Bir toplumun en önemli temel ihtiyacı eğitim ve sağlıktır. Ki o da devletin ana görevidir. Vatandaşını doğumundan başlamak üzere sağlığını koruyarak sağlıklı kılma ve yeteneği doğrultusunda eğitimini sağlayarak verimli, üretken, yararlı bir vatandaş yapmak. Tüm bunları yapması için zaten vergilerinizi vererek kaynak yaratıyoruz. Peki neden bu görev yeterince yerine getirilmiyor? İşte bu soruyu vergi veren her vatandaşın sorma ve cevabını yönetenlerden alma hakkı vardır. Tabii ki bu yetmez, bir araya gelerek, örgütlenerek, yan yana gelip demokratik yollarla haklarımızı arayarak ve dayanışma içinde olarak ancak mümkündür. Tek başına hiç kimse ortak sorunları çözemez. Ancak biz de bu kültür yeterince oluşmadı. Bu nedenlerle birbirimize karşı güven ve samimiyet duyma yerine endişe, korku ve kaygı taşımaktayız. Oysa herkes kafasındaki kaygı ve güvensizliği ancak kendisi öğrenerek atabilir.
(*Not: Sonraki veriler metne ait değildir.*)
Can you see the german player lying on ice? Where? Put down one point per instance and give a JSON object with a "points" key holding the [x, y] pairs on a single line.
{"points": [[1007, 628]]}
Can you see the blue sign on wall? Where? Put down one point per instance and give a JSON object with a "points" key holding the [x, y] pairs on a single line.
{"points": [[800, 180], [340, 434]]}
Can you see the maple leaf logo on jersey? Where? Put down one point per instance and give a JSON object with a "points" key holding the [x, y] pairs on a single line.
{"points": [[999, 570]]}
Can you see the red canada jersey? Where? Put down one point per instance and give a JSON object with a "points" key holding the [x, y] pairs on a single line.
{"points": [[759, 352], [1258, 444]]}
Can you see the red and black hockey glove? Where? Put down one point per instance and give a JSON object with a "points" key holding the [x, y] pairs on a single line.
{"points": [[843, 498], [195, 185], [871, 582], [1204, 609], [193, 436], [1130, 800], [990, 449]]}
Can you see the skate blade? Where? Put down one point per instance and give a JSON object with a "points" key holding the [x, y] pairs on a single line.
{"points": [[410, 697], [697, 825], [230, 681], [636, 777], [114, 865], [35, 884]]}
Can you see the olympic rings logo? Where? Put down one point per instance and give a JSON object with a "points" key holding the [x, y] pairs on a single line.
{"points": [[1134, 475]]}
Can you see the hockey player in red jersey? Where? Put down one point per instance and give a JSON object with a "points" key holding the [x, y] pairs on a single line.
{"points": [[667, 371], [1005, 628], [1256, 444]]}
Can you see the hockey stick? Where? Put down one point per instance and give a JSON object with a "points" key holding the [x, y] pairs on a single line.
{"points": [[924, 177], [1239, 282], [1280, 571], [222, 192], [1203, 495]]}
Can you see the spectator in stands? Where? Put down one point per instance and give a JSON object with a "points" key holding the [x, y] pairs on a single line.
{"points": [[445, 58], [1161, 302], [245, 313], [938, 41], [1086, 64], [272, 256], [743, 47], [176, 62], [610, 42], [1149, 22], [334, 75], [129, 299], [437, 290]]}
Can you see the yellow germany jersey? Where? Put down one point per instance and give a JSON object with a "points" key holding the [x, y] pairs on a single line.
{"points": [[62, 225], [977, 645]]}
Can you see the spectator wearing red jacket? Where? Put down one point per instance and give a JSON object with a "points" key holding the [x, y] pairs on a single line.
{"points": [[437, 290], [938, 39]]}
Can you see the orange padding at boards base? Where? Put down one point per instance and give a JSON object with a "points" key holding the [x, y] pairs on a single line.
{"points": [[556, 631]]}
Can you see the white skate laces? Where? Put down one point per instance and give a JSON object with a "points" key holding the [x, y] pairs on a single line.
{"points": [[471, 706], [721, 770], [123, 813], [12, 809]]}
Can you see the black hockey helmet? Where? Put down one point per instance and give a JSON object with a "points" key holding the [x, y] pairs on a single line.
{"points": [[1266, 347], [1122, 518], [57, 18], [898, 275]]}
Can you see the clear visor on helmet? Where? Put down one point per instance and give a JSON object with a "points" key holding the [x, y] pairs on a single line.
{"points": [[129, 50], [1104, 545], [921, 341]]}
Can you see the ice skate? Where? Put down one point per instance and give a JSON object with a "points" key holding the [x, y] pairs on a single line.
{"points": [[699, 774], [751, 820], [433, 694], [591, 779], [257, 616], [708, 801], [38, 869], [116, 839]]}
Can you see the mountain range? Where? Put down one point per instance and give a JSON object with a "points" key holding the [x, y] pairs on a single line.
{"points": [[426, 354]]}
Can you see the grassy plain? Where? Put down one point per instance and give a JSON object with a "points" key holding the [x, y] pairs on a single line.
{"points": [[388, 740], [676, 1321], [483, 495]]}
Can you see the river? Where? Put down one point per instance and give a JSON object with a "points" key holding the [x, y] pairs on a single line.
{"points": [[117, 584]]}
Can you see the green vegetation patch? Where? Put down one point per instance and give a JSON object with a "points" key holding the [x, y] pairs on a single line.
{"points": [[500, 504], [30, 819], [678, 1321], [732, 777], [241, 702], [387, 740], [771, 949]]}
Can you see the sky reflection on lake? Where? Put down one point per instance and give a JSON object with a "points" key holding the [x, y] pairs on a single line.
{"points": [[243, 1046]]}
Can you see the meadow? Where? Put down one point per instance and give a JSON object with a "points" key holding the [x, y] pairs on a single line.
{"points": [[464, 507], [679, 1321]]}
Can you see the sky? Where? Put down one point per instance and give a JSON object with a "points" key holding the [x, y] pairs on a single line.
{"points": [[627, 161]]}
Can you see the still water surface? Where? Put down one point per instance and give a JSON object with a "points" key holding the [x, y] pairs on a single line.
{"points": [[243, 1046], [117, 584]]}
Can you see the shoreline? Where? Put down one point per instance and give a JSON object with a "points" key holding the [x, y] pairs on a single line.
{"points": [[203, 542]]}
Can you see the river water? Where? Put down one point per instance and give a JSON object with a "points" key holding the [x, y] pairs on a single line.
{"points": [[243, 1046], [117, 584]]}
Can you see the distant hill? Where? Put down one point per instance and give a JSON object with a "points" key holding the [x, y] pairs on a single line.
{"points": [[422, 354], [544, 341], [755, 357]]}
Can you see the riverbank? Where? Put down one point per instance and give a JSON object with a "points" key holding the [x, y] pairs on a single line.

Bir araştırma sonucu şunu çıkarmış; dünyada hiç kimseye güvenmeyen tek ülke yüzde 81 oranla Türkiye’dir. Demokrasi iyidir diyenler yüzde 75, tek adam iyidir diyenler yüzde 50. Demokrasi kültürümüz bu kadar…

Giderek eğitimin piyasaya açılması, pazarlanması ve ranta dönüşmesi geleceğiniz için tehlikelidir. Toplumun büyük oranda alt kesimlerinin ya eğitimin dışına çıkarılması ya da bilimsel olmayan dinci tarikatların eline geçerek cehaletin ve gericiliğin artması anlamına gelir. Dinci eğitimin cezalandırma temeli üzerine kurulu olması o yaştaki çocukların kendini suçlama eğilimini artırır, öz güvenini de geliştirme yerine biat etme kültürü edinirler.

ÇEDES GERİ ÇEKİLMELİ

Milli Eğitim Bakanlığının Diyanet İşleri Başkanlığı ile yaptığı ‘Çevreme duyarlıyım, değerlerime sahip çıkıyorum’ (ÇEDES) protokolünün okullara ve çocuklarımıza bilimsel anlamda ve pedagojik açıdan hiçbir yararı olmadığı açıktır. Tüm öğretmenlerimizin zaten her branşa uygun olarak verdiği rehberlik eğitimi hiçbir liyakati, pedagojik formasyonu olmayan imam, müezzin veya ilahiyat mezunu kişilerin eline bırakılması ve de tek din veya mezhebin sunulması Anayasa’nın laiklik ilkesine, eşitliklerine, eğitim birliğine, BM Çocuk Hakları Sözleşmesine de aykırıdır. Okullar bilim yuvasıdır, ibadethane değil. Otuz çeşit tarikat ve bunların da dört yüz kolunun olduğu ortada iken, herkes kendi yorumunu yapacaktır. Bizler Tüm Öğrenci Velileri Dayanışma Derneği olarak ÇEDES protokolünün geri çekilmesini, imamın camide, öğretmenin de okulda işini yapmasını talep ediyoruz.